Home > Docs > Runbooks > Cost Spike Investigation
📈 Cost Spike Investigation Runbook¶
Last Updated: 2026-05-05 | Version: 1.0 Audience: FinOps, platform engineers, on-call SRE, capacity admins Purpose: Detect CU consumption anomalies, identify responsible workloads, distinguish burst vs sustained patterns, and take optimization actions to control Fabric costs.
📑 Table of Contents¶
- Trigger Conditions
- Severity Classification
- Decision Flowchart
- Step-by-Step Procedure
- Burst vs Sustained Analysis
- Optimization Actions
- Escalation Path
- Post-Incident Review Checklist
- Related Documents
Trigger Conditions¶
Use this runbook when any of the following conditions are observed:
| # | Condition | Detection Source |
|---|---|---|
| 1 | Daily CU consumption > 130% of the 30-day average | Capacity Metrics App → Utilization history |
| 2 | Azure Cost Management alert for Fabric resource cost spike | Azure Cost Management → Budget alert |
| 3 | CU consumption doubled or tripled day-over-day with no planned workload change | Workspace Monitoring → system.capacity_metrics |
| 4 | Unexpected Fabric SKU auto-scale event (if auto-scale is enabled) | Azure Activity Log → resource scale event |
| 5 | Monthly Fabric bill > 120% of budget forecast | FinOps dashboard / Azure Cost Analysis |
| 6 | Single workspace consuming > 60% of total capacity CU | Capacity Metrics App → per-workspace breakdown |
| 7 | Data Activator alert for CU consumption anomaly | Activator reflex notification |
Severity Classification¶
| Severity | Condition | Example | Response SLA |
|---|---|---|---|
| SEV2 | CU spike causing throttling on production workloads; immediate budget overage risk | 3x normal CU for 4+ hours; capacity throttling started; projected monthly overage >50% | 15 min page |
| SEV3 | Elevated CU consumption without throttling; budget variance detected | 1.5x normal CU for one day; no throttling; projected monthly overage 20–50% | 2 hr ack |
| SEV4 | Minor CU increase explained by known workload growth; informational | 10% increase aligned with new dataset onboarding | 24 hr ack |
Decision Flowchart¶
flowchart TD
A([CU Spike Detected]) --> B{CU > 130% of<br/>30-day average?}
B -->|No| C[SEV4 — Log for<br/>trend monitoring]
B -->|Yes| D{Causing<br/>throttling?}
D -->|Yes| E[SEV2 — Also follow<br/>Capacity Throttling Runbook]
D -->|No| F{Duration<br/>> 4 hours?}
F -->|No| G[Likely burst —<br/>analyze workload → Step 6]
F -->|Yes| H{Known workload<br/>change?}
H -->|Yes| I[Expected growth —<br/>update baseline → Step 12]

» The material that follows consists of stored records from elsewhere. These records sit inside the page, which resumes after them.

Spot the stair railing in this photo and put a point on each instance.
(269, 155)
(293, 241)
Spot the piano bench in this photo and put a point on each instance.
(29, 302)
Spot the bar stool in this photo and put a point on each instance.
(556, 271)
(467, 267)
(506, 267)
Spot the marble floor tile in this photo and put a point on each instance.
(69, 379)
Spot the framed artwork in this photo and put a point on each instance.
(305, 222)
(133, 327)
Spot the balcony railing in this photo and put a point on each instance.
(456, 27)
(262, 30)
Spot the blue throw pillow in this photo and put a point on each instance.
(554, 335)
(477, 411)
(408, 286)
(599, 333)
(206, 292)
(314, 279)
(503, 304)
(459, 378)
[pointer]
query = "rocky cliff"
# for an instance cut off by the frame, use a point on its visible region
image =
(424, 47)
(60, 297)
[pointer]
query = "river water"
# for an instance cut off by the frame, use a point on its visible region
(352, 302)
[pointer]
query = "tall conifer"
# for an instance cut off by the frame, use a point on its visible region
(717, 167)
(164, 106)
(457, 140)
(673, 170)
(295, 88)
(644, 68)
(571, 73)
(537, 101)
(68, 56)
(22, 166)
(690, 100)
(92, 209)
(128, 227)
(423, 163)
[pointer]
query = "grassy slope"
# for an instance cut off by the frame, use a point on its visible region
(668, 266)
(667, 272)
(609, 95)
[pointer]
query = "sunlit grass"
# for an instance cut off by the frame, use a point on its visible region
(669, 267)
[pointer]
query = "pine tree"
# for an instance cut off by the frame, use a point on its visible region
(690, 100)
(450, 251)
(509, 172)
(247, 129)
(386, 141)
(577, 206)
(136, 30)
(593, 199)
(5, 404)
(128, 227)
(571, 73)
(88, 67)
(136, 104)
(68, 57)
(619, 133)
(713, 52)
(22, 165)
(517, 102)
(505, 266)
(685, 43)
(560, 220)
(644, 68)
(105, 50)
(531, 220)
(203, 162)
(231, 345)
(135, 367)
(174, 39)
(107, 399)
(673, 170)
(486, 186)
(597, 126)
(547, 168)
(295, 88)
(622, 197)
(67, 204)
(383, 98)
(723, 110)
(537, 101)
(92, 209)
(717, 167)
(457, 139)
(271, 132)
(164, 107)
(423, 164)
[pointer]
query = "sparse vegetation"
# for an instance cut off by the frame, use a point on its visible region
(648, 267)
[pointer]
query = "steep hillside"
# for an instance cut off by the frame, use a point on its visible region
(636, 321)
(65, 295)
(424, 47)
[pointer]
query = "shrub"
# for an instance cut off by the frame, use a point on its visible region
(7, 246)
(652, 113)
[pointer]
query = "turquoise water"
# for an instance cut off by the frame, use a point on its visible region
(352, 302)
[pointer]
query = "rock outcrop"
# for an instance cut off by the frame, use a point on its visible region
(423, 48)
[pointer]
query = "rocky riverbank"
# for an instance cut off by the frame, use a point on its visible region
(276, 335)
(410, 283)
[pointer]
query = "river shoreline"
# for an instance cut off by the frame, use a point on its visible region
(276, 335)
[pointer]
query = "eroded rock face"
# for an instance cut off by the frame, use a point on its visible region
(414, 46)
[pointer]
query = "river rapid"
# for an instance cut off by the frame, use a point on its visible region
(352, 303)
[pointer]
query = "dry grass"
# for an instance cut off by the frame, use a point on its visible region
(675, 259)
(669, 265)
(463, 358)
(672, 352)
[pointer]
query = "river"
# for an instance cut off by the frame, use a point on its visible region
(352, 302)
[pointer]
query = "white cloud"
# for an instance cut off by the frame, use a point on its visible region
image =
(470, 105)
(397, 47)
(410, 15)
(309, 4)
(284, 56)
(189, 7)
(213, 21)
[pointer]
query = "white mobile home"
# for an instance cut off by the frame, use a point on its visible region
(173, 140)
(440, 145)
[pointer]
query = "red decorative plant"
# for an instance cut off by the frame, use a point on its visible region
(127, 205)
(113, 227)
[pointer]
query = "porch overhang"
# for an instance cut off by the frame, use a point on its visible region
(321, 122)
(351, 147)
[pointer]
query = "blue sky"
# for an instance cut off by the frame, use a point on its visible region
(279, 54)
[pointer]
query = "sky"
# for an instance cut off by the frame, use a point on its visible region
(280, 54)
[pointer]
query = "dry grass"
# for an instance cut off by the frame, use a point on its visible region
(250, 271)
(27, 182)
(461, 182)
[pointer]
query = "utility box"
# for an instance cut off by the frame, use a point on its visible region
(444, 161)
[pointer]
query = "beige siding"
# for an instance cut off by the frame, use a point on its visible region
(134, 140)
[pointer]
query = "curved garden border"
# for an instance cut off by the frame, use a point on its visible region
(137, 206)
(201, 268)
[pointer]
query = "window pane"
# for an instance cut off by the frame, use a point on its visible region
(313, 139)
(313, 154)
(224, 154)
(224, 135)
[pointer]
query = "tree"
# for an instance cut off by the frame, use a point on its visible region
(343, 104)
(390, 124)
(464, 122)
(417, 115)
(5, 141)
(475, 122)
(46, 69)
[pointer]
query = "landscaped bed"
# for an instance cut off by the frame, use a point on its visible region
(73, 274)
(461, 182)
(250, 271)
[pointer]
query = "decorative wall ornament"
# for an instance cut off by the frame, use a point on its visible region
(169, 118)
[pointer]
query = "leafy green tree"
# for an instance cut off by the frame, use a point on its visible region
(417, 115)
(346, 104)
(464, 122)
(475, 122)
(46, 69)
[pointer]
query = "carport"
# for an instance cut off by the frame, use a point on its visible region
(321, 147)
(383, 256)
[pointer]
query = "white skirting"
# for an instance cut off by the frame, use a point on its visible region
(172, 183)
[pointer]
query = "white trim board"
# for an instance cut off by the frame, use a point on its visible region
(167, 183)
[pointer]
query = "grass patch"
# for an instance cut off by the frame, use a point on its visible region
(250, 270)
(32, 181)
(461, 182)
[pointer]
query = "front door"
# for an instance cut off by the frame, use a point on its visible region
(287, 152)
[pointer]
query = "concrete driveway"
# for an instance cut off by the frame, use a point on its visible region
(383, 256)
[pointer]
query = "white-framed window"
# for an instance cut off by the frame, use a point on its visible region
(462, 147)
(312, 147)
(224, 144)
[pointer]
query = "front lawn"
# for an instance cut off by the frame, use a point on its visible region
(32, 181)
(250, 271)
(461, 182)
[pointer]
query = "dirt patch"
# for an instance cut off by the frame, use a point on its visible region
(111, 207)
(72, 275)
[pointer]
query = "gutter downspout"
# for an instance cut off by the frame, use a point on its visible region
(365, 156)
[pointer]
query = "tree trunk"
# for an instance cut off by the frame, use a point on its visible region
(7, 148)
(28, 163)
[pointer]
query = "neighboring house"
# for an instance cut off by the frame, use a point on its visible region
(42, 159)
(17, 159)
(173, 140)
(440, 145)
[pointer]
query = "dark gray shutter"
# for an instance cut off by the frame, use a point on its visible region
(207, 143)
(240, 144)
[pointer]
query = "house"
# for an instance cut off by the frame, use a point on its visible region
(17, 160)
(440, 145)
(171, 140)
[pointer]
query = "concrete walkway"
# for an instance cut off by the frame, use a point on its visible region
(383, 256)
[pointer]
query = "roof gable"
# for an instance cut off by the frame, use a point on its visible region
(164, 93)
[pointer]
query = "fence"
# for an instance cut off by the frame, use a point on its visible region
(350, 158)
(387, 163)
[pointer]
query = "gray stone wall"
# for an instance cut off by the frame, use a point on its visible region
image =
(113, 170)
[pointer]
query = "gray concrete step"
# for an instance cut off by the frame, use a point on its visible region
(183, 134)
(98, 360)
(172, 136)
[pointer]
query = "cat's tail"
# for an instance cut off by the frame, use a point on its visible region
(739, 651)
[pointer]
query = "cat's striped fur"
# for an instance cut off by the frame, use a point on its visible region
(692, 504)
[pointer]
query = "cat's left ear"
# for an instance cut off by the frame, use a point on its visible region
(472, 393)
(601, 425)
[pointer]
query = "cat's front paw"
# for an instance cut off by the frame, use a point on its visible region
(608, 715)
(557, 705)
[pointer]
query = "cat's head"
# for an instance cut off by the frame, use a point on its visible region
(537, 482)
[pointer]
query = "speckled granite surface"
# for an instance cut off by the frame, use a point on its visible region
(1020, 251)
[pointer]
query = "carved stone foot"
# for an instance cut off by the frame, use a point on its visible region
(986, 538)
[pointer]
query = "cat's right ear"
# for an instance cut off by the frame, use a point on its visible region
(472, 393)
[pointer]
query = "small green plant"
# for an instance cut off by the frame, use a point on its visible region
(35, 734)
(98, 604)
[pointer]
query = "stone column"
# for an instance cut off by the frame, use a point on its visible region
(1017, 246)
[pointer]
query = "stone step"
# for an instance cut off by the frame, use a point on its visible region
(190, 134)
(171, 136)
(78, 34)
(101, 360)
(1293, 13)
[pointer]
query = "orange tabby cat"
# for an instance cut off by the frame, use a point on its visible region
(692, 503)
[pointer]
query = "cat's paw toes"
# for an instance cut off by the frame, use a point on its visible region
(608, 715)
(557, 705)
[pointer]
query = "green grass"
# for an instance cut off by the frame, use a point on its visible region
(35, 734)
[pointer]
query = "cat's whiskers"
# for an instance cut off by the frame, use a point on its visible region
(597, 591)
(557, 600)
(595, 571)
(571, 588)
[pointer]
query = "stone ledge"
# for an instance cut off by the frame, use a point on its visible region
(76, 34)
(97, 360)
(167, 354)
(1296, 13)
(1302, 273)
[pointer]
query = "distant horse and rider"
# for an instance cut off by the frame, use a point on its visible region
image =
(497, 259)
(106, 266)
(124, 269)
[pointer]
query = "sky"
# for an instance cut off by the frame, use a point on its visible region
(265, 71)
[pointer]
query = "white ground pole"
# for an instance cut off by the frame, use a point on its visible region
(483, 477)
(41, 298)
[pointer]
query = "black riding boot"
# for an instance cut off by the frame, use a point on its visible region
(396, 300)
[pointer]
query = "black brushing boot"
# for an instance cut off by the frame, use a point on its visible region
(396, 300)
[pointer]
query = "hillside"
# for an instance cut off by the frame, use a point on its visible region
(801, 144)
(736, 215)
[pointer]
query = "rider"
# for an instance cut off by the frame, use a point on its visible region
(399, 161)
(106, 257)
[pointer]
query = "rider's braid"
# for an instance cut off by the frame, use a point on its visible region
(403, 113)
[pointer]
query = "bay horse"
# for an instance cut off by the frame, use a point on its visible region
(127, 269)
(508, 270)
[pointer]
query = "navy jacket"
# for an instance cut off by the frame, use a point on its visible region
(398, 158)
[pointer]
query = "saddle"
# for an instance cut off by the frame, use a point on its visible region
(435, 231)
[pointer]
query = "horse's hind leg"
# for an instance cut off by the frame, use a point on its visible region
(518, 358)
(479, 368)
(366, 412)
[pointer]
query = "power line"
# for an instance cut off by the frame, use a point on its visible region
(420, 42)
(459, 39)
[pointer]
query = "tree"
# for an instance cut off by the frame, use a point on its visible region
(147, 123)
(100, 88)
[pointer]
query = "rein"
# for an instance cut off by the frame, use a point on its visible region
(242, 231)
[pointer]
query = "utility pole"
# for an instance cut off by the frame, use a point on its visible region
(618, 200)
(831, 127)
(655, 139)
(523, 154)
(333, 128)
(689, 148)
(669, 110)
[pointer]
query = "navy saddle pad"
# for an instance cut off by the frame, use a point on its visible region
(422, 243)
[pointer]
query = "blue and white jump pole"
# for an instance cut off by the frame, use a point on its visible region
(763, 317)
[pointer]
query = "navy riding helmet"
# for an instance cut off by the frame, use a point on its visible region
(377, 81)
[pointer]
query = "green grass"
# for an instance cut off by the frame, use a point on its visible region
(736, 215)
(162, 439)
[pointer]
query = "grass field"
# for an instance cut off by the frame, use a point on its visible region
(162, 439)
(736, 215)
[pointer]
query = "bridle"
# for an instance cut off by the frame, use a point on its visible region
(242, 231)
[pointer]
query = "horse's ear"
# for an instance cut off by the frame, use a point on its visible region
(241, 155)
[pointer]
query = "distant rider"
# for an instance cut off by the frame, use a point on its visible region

H -->|No| J[SEV3 — Investigate<br/>unknown sustained spike → Step 5]
E --> K[Identify top<br/>consumer → Step 5]
G --> K
J --> K Step-by-Step Procedure¶
Phase 1 — Detect and Scope (0–30 min)¶
Step 1. Open the Capacity Metrics App and navigate to the Utilization tab. Record: - Current CU utilization percentage. - 7-day and 30-day average CU utilization. - The exact time window when the spike began.
Step 2. Calculate the spike magnitude:
1.0–1.3x= Normal variance (SEV4)1.3–2.0x= Moderate spike (SEV3)> 2.0x= Major spike (SEV2 if throttling, SEV3 otherwise)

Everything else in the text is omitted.